Alpha Omicron Pi Chef Crysta Allen also had a somewhat unconventional start to her culinary career.
“Ever since I was 10 I wanted to be a cartoonist. Then, we got Food Network, and I was like, ‘Yes, this is what I want to do.’ I was obsessed with Emeril, Elton Brown and to a lesser extent Bobby Flay. I just love watching them do all the stuff. That’s like, that’s what I wanted to do,” Allen said.
However, Allen learned the hard way that the advice and opinions others had on her dream would hold her back if she took them to heart.
“When I got out of high school, I told everybody I wanted to be a chef and everybody was like, ‘Oh you want to be a cook’ and didn’t think I was good enough,” Allen said. So I got my degree in sociology, and I didn’t do anything with it. And then it wasn’t until I had my daughter in 2013 that I was like, ’You know what, I’m just going to do what I want and let her see me be happy doing what I like to do,’ so I went back to culinary school.”
While getting to pursue a passion is a great benefit to being a chef, there are still struggles just like any traditional job. Cooking in such high volumes and under stressful conditions definitely brings some heat to the kitchen.
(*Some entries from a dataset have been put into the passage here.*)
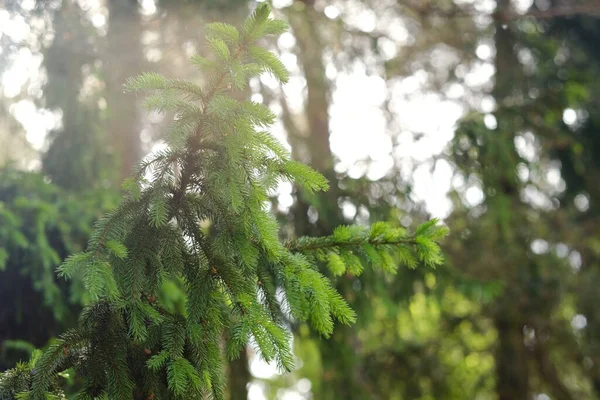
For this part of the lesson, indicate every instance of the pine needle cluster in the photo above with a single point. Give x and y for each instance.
(198, 212)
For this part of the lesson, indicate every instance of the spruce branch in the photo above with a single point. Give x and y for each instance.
(208, 228)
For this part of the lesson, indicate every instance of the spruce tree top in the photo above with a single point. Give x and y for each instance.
(203, 219)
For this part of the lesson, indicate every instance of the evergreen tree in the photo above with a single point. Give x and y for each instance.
(197, 212)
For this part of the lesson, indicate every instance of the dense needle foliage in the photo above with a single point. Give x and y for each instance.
(198, 211)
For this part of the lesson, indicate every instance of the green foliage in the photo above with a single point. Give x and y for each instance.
(40, 224)
(201, 218)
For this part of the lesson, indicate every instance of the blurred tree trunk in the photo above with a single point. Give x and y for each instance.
(512, 372)
(123, 59)
(342, 376)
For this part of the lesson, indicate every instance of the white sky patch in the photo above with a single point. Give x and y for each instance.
(36, 122)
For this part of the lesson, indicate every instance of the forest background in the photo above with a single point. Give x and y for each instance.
(483, 113)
“It’s more of a personal thing but I guess just getting respect from people (is the greatest struggle),” Allen said. “Just to be honest, they see a young girl and a lot of experienced people don’t want to take orders from someone younger, but that’s probably the biggest struggle for me.”
Before she entered the AOII kitchen, Allen worked at the Beta Theta Pi Fraternity. Being chefs who have worked in both fraternity and sorority kitchens, Wilson and Allen have observed one stark contrast between the men and women who eat their dishes.
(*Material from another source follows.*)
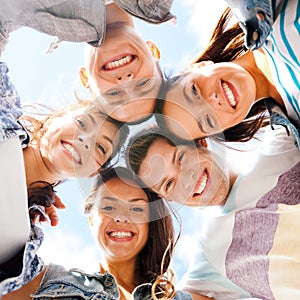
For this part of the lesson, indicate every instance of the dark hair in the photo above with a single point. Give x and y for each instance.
(226, 44)
(155, 257)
“With the boys it’s simple. They just want potatoes, meat, and potatoes. The girls are more salads, pasta and stuff like that,” Wilson said.
While the men may have a more carb-and-protein-centric diet, there is still an art to crafting the menus each house has every week.
“We kind of rotate. We don’t want to have the same thing every day or every week, so we go by suggestions that you may want and work that into a weekly menu,” Alpha Omicron Pi chef Lynne Roberts said.
Because meals are an integral part of each day’s schedule, the chefs and students have lots of opportunities to interact and form bonds with each other.
“After you see them every day for three or four days, you know what they like to eat and don’t like to eat and you can look at them and you know if they feel good or if they don’t feel good,” Roberts said. “You just form a bond and a relationship with them. I just love everybody. I wouldn’t think of working anywhere else.”
Claire Reynolds is a member of Alpha Omicron Pi.